Changes in the expression of GalR2 receptor in the colon of the pigs suffering from the swine dysenteria

Krzysztof Wasowicz, Malgorzata Chmielewska, Katarzyna Losiewicz, Jerzy Kaleczyc, Miroslaw Lakomy. University of Warmia and Mazury, Department of Animal Anatomy, 10-957 Olsztyn, Poland

The expression of galanin (Gal) is raised in the porcine nervous system in many pathological processes (axotomy, neuronal degeneration, inflammation). The rise of Gal expression was found in the colon of pigs suffering from colitis caused by Brachyspira hyodysenteriae. The present study was aimed at the determination of changes in the expression of GalR2 galanin receptor in the muscular membrane, mucosa and lymphocytes isolated from mucosa in the B. hyodystenteria infection.

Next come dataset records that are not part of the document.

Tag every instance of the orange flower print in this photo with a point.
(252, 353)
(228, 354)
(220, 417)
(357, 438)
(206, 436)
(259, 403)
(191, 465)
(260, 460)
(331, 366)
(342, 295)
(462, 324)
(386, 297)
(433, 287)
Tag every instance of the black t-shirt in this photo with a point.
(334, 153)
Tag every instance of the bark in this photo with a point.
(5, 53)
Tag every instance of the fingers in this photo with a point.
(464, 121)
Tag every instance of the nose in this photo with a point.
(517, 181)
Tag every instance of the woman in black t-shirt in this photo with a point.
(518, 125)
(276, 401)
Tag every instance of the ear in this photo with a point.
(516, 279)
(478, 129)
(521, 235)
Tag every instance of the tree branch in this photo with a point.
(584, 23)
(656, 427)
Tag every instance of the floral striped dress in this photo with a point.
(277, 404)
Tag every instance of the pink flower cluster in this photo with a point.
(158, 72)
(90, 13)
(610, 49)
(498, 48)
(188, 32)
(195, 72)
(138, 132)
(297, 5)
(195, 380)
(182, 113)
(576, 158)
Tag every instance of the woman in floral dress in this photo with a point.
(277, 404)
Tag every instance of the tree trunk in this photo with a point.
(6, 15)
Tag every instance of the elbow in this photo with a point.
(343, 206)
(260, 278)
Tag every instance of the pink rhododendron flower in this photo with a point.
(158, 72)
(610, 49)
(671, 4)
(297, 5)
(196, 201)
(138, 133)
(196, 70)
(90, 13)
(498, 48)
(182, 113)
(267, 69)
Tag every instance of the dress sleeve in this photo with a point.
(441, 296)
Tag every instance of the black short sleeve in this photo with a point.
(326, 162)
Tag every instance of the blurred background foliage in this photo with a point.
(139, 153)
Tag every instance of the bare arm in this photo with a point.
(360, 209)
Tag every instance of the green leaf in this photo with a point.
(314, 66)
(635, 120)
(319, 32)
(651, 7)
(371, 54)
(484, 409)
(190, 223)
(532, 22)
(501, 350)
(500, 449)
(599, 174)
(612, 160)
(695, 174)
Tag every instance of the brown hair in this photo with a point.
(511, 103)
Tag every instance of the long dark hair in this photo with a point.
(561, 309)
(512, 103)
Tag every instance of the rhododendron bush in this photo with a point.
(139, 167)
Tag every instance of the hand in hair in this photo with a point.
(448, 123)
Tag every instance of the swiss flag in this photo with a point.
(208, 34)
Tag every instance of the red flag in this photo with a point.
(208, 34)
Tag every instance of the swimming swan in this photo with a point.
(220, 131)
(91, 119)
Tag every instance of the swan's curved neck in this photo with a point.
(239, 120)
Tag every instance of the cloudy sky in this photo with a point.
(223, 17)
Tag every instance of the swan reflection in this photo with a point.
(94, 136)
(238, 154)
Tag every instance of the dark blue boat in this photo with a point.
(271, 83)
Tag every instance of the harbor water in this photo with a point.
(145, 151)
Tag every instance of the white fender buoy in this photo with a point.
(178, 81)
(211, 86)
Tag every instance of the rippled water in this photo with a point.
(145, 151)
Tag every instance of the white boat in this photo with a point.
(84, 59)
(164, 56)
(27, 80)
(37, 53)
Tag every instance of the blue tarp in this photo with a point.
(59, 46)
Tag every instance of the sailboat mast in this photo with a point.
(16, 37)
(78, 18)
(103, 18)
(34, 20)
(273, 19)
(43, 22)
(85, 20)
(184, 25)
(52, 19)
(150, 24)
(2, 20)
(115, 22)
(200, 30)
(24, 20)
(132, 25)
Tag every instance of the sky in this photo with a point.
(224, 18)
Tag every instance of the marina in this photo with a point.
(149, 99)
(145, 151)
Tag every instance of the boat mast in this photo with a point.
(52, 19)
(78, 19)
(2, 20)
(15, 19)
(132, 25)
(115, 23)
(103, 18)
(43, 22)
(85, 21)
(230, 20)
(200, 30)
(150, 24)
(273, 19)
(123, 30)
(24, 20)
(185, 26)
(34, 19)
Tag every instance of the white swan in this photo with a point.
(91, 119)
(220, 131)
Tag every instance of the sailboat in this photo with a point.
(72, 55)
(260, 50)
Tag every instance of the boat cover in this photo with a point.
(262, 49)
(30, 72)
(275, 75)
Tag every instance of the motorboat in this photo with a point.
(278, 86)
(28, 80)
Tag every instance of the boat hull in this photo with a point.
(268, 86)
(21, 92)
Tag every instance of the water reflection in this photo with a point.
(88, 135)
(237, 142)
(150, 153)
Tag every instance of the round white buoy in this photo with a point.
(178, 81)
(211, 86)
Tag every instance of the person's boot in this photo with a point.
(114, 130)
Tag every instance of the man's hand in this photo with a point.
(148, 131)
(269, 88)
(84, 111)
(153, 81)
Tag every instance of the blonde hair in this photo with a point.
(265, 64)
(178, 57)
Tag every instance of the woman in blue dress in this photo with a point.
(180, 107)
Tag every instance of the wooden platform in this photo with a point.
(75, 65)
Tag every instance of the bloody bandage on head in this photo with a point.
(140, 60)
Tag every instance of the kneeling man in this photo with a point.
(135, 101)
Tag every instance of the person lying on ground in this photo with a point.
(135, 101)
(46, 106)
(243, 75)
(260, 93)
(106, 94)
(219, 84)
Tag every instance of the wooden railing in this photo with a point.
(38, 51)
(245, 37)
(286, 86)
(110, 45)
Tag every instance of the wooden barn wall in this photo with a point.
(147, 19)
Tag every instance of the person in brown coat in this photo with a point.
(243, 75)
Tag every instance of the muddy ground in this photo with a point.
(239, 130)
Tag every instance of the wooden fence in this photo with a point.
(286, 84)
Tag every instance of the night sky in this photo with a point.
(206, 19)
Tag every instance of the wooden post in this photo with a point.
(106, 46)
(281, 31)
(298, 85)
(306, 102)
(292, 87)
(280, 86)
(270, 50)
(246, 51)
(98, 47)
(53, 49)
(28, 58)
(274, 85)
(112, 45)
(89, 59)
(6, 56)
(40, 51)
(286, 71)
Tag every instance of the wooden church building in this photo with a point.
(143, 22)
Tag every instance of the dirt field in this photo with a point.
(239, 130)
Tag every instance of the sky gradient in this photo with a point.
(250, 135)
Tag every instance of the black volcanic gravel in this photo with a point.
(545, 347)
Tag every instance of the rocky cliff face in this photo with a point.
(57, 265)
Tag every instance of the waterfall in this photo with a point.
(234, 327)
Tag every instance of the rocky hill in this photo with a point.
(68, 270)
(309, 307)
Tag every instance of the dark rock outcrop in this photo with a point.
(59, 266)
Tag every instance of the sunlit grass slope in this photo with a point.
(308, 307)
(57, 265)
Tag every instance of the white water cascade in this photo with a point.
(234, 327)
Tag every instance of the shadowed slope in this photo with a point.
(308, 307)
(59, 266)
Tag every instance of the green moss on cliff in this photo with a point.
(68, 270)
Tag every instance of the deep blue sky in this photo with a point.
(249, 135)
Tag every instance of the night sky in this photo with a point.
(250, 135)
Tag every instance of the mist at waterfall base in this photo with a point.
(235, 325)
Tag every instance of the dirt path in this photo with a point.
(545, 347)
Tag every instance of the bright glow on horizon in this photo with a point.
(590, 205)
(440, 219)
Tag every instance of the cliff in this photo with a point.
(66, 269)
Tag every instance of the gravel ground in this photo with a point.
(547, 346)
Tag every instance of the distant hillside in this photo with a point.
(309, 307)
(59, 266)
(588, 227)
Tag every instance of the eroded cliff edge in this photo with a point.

Twelve gilts (body weight. ca 45 kg) of Large White Polish race were divided into control (n=6) and experimental (n=6) group. Experimental animals were infected orally (via an intragastric catheter) with a B. hyodysenteriae culture obtained from a State Veterinary Institute in Pulawy, Poland. After developing a severe haemorrhagic diarrhoea the experimental animals were deeply anaesthetised with Thiopental (I.v.)and exsanguinated. The same procedure was used in control animals. After exsanguination the abdominal cavity was opened and the fragment of colonic wall from the centripetal turns was excised, washed in PBS and further processed. The fragment of the wall was separated into the muscular membrane and the mucosa and then the obtained fragments were preserved in the RNALater solution. From another part of the colonic wall sample the mucosa was scraped and used for lymphocytes isolation. Shortly, the mucosa was finely chopped, incubated in a dithiotreitol solution to get rid of the mucus and filtered through the Perlon wool. From the resulting cell suspension lymphocytes were isolated by the centrifugation in the Gradisol L (Polfa, Poland) gradient. The resulting lymphocyte pellet was also preserved in RNALater. Total RNA was isolated with a Total RNA mini kit (A&A Biotechnology, Poland) and the cDNA was prepared with a MMLV reverse transriptase (Fermentas, Lithuania). Real Time PCR analysis was carried out using SYBR Green Master Mix (Roche, USA) and primers designed for porcine GalR2 receptor sequence and porcine GAPDH was used as an internal standard. The analysis was carried out in the ABI 7500 Fast Real-Time thermal cycler (Applied Biosystems, USA). The results were normalised against the GAPDH expression and statistically analysed with a GraphPad Prism 3.0 statistical package.

The results showed clearly a dramatic decrease in the level of GalR2 receptor mRNA. In the muscular membrane it dropped 5-fold (from 0.005 to 0.001, relatively to GAPDH), in the mucosa it dropped more than 30-fold (from 0.0066 to 0.0002), while in the isolated lymphocytes it dropped more than 20-fold (from 0.0442 to 0.002). The differences were found to be statistically significant (p<0.01). The results point clearly to the very deep changes on GalR2 receptor expression in the colitis.